We became closer as a family. This was the year of family. Not being able to go anywhere made us focus on just us. We didn’t throw big parties for birthday’s, or spend holidays with a ton of people. Instead, we had drive-by parties, and created our own holiday traditions. We connected with extended family through Zoom weekly. When we did visit people, we’d stay within the family, just seeing grandparents, cousins, aunts, and uncles. It’s also really great having Steve work from home. It’s been nice having that extra help, plus I can plan appointments around him being home.

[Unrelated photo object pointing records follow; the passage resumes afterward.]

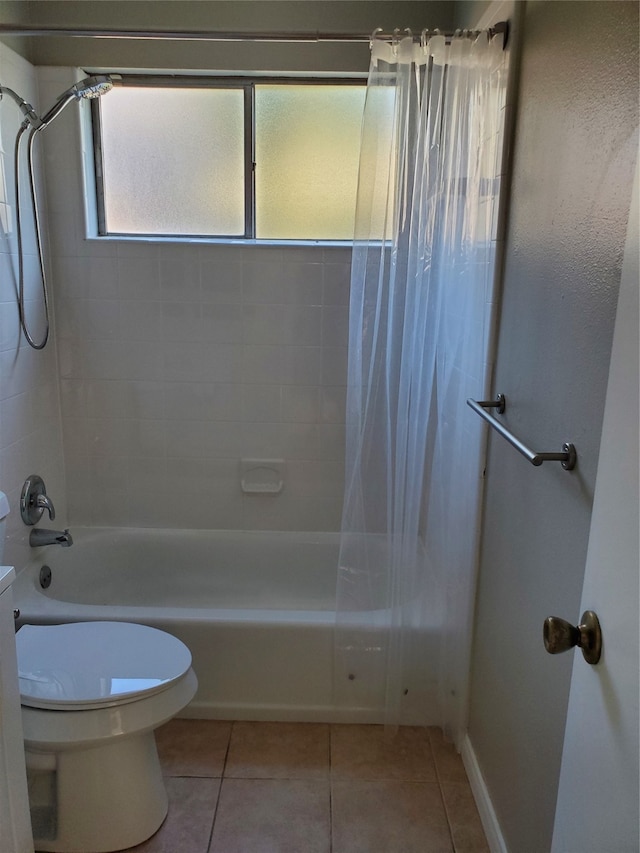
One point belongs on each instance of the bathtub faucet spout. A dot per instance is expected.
(39, 537)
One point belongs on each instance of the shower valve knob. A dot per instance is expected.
(560, 636)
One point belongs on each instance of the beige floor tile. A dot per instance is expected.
(449, 764)
(466, 827)
(367, 752)
(388, 817)
(187, 827)
(272, 816)
(193, 747)
(278, 751)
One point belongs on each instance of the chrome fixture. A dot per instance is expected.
(567, 457)
(34, 500)
(218, 35)
(560, 636)
(90, 87)
(39, 536)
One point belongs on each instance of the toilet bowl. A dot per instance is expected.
(91, 694)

We are healthier. The kids and I started going on walks at the beginning of the pandemic. We couldn’t go anywhere else, including the playground so walks were all we had that kept us sane. Getting out of the house really helped, plus it gave us great exercise. We haven’t been going out to eat as much either. I have lost nearly 50 pounds since January. Also, we’ve only been sick once since the pandemic started and that was just a few weeks ago at the beginning of December. We used to be a family that got sick all the time, but wearing masks and not going out as much has helped.

I found self care. This past year has been a year of reflection for me. I’ve reconnected with things and hobbies that I have time for again. I started this blog two years ago and have found great joy in writing again. I contribute monthly to another blog called Accepting the Gift. I’m part of a writer’s group called Writer’s Bloc. I started two special needs support groups at two different churches. I’m involved in a number of support groups online. I really enjoy helping other parents and being that support for special needs families.

2020 was a refresh year. A year of rediscovery within the family. It was also a year of encouragement. While the world was turned upside down, we found our kids were still able to thrive as best as they could considering all that was happening. Although this would have been a year where we could have gone to more places, we still grew closer as a family.

We slowed down. We weren’t over-busy trying to do all the things. We learned how to be a family again. We were renewed. We were able to start over and realized the importance of family. We can see things clearly again. I guess that’s why they call it 20/20 vision.